As artists we invoke the muse, a force that seems to come from without in order to create something from within. As people we invoke motivation, the strength to carry on, and help from a force greater than us. To some this is god, to others one or more of the gods, spirits, and ancestors that tend to the affairs of mankind.
How do we persevere each day? We do so because we must, because others depend on us, for our families and for our communities. Yet sometimes it feels as though the hardest thing in the world is to sit down at the drawing board and create. To put brush, ink, pen, pencil, or paint down on the canvas.

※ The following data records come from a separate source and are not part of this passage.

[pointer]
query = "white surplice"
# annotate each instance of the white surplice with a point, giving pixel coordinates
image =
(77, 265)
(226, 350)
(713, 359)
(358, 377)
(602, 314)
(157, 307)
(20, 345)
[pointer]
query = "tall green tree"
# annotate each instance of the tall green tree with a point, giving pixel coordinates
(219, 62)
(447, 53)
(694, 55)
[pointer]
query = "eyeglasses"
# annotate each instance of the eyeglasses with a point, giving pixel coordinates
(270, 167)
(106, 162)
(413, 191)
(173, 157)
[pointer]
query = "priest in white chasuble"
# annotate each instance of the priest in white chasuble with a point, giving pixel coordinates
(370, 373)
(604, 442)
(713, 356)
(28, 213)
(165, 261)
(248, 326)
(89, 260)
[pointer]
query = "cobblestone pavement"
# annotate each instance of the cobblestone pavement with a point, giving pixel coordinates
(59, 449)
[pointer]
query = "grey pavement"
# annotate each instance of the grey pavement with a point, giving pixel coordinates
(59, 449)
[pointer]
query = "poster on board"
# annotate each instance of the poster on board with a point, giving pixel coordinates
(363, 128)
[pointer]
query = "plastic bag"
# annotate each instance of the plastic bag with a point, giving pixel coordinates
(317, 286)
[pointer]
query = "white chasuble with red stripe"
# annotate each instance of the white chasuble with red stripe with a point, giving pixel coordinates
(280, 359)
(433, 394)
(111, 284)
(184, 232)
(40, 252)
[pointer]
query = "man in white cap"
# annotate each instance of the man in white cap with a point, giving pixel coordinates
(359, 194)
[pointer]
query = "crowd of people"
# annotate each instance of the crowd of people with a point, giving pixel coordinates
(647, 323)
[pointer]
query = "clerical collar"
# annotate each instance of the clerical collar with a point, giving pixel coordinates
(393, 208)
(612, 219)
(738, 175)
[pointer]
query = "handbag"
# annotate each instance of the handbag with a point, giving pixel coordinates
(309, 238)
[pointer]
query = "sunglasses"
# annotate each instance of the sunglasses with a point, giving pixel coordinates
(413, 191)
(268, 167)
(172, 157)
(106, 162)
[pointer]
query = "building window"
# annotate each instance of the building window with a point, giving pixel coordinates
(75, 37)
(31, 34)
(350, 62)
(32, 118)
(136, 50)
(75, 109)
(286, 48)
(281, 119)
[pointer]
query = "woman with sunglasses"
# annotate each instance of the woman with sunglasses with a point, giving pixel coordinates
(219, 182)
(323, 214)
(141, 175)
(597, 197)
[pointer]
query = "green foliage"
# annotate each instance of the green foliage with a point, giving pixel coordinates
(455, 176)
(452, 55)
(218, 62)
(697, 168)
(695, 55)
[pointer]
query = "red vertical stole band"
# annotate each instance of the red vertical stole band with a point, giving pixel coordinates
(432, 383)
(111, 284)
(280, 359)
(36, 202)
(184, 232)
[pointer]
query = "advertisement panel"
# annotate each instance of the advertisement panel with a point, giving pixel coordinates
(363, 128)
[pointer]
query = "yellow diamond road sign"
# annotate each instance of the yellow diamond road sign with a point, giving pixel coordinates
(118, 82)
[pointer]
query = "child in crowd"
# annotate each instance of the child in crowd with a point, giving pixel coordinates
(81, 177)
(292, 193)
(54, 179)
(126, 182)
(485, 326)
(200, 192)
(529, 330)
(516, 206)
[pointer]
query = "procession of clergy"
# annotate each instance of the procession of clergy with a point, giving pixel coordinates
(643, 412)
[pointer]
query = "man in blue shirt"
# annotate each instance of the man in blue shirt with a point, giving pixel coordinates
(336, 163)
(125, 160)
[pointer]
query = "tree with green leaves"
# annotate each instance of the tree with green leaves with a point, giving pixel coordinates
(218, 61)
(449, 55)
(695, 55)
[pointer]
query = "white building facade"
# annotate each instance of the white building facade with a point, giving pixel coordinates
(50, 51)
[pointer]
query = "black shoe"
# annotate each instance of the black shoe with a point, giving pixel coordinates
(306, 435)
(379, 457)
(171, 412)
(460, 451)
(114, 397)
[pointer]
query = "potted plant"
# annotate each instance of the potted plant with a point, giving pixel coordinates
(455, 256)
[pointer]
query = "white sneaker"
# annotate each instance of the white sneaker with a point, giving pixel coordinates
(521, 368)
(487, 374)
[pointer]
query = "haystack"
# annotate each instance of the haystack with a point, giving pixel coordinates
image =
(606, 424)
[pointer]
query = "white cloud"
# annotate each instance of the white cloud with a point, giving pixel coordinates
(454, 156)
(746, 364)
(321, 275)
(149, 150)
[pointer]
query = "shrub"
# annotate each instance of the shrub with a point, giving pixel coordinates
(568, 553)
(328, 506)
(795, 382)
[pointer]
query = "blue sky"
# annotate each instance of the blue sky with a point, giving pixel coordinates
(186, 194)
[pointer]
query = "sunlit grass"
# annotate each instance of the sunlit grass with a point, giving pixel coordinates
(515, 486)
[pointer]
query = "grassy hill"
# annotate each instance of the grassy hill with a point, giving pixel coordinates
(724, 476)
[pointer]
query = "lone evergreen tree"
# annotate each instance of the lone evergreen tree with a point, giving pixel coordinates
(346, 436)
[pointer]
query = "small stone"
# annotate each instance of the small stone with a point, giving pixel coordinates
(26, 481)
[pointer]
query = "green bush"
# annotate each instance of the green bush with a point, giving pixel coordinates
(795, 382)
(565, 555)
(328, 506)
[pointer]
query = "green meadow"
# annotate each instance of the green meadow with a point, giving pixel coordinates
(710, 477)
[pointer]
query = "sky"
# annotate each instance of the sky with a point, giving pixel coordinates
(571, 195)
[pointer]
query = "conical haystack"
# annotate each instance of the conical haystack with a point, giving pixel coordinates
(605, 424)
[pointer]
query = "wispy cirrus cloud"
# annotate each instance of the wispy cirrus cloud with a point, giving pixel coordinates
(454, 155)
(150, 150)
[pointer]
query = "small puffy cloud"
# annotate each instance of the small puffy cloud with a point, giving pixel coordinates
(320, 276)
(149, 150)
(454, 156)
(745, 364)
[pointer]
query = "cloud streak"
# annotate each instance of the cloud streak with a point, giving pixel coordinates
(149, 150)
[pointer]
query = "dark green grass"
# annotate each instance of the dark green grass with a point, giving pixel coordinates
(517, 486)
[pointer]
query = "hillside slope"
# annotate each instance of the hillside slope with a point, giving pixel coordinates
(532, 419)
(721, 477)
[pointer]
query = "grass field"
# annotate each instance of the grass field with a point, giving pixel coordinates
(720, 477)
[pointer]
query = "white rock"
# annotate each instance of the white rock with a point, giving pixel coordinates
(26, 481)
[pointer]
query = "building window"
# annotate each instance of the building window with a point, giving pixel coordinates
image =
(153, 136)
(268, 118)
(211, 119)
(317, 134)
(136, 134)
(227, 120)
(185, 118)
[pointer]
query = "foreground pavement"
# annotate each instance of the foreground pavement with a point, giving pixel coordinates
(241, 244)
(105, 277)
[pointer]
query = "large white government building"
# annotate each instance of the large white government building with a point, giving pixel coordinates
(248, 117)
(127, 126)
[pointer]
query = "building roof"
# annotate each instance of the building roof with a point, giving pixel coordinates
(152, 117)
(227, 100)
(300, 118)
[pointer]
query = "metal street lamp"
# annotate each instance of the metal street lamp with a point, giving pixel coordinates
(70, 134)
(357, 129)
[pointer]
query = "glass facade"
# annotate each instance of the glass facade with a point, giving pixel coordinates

Sometimes we must acknowledge our own limitations, we are but mortal. We are weak, our bodies and minds fail us, and we suffer… and yet with but a simple invocation we can be strong, we can find mental fortitude, and we can know joy. We are all of these things and we are none.
“O, Divine Poesy,
Goddess, daughter of Zeus,
Sustain for me this song…”
-Homer’s Odyssey, translation by T.E. Lawrence
Invocation
a series of ink and acrylic paintings used to invoke the muse and find the way back to art, inspiration, and motivation.
nine steps back onto the artistic path,
nine beacons of light in the darkness,
nine whispers from friends who had gone, but were never all that far away.
Each of these paintings started as blank sheets of paper. Using watered down ink to make marks, there was no goal other than to work each day and to finish a piece of art. In time the marks took form and became something.
The outcome is nine small paintings, but they are more than that. They are nine steps back onto the artistic path, they are nine beacons of light in the darkness, they are nine whispers from friends who had gone, but were never all that far away.
Life is a journey and so is art, we spend far more time in the process of making then we do with being finished. And yet the act of making and the expectations that come with it can be overwhelming, and in such times we must look outside ourselves, to the great elusive muse that as Picasso once said, “finds us working.”
Hopefully she will find you, for nine with nine, a lifetime and a journey!